On $(p,N)$-Laplace multivalued equations with critical exponential nonlinearity in $\mathbb{R}^N$
Ankit, Abhishek Sarkar
TL;DR
The paper addresses the existence of nonnegative solutions to multivalued $(p,N)$-Laplace equations with discontinuous nonlinearities exhibiting exponential critical growth in $\mathbb{R}^N$. It develops a non-smooth variational framework in the weighted space $\mathbf{X}=W_V^{1,p}(\mathbb{R}^N)\cap W_V^{1,N}(\mathbb{R}^N)$, leveraging Orlicz spaces and Trudinger–Moser type inequalities to handle the exponential nonlinearity. By combining Ekeland’s variational principle and a non-smooth Mountain Pass theorem, the authors prove the existence of two nonnegative solutions for small $\varepsilon$, with one solution having negative energy and the other positive energy, and in a coupled setting, two nonnegative solutions exist.
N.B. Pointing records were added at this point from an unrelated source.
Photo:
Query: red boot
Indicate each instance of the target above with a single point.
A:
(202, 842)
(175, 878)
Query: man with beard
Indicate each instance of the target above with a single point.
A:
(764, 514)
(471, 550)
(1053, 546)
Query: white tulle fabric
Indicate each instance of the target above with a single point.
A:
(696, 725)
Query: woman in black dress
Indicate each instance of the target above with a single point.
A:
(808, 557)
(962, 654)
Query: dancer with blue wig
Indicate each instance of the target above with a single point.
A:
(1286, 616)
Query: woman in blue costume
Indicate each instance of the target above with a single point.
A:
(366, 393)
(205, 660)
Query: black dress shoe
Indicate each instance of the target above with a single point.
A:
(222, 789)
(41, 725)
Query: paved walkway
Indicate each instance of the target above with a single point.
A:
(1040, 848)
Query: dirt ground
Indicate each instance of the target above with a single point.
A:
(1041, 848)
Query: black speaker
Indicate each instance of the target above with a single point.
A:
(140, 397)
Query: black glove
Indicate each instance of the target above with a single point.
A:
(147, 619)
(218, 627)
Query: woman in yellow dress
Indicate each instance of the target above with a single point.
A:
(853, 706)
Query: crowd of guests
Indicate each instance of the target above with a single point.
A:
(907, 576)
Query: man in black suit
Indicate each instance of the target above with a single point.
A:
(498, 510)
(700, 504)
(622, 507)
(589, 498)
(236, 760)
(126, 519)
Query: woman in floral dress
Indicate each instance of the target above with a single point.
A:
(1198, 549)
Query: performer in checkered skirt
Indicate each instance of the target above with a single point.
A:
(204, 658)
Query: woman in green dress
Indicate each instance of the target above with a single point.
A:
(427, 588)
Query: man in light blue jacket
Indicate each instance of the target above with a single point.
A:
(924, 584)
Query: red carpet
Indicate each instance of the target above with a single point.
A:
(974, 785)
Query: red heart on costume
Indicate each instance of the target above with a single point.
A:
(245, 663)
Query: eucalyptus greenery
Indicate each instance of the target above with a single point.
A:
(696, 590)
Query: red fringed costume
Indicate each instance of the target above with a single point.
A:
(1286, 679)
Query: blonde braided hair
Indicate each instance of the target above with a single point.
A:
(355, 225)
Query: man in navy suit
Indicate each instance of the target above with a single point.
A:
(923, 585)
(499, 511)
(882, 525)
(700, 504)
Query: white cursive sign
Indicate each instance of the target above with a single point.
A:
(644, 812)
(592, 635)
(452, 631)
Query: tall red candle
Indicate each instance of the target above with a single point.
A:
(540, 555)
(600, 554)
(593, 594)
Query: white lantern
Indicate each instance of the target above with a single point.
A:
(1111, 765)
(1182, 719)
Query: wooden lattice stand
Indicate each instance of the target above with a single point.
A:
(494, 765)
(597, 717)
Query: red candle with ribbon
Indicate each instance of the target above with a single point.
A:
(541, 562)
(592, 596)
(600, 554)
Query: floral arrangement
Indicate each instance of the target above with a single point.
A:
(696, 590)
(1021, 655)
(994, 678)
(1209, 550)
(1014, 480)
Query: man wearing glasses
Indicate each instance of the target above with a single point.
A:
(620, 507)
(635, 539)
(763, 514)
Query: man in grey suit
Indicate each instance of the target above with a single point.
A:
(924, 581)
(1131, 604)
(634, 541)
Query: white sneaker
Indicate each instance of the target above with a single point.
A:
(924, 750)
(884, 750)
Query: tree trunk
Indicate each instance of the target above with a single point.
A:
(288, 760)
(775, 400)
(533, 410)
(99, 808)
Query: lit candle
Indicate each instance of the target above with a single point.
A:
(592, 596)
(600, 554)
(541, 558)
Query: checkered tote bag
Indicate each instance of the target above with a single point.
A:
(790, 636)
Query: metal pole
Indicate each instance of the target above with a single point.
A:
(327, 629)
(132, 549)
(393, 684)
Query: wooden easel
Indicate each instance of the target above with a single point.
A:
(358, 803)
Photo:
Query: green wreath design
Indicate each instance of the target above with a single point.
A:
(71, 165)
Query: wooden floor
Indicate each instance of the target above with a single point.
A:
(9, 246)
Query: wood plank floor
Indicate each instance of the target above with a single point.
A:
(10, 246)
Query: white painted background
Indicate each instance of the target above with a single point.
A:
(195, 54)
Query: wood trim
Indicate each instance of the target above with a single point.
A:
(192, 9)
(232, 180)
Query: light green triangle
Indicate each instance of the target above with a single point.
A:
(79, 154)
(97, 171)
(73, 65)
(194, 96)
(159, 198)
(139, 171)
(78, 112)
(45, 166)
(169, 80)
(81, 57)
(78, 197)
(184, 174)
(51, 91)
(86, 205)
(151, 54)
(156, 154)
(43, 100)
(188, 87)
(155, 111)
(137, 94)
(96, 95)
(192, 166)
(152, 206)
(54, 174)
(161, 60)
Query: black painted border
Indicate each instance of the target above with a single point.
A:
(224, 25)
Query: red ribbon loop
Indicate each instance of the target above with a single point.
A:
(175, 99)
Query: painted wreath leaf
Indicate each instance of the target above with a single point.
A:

The results extend multiplicity theory to non-differentiable, non-Hilbert settings with exponential critical growth, providing a framework applicable to free-boundary and reaction-diffusion-type models in unbounded domains.
Abstract
In this paper, we study the existence of nonnegative solutions for a class of multivalued $(p,N)$-Laplace problems having discontinuous nonlinearity with critical exponential growth in $\mathbb{R}^N$. To demonstrate the existence results, we utilized variational methods for non-differentiable functions.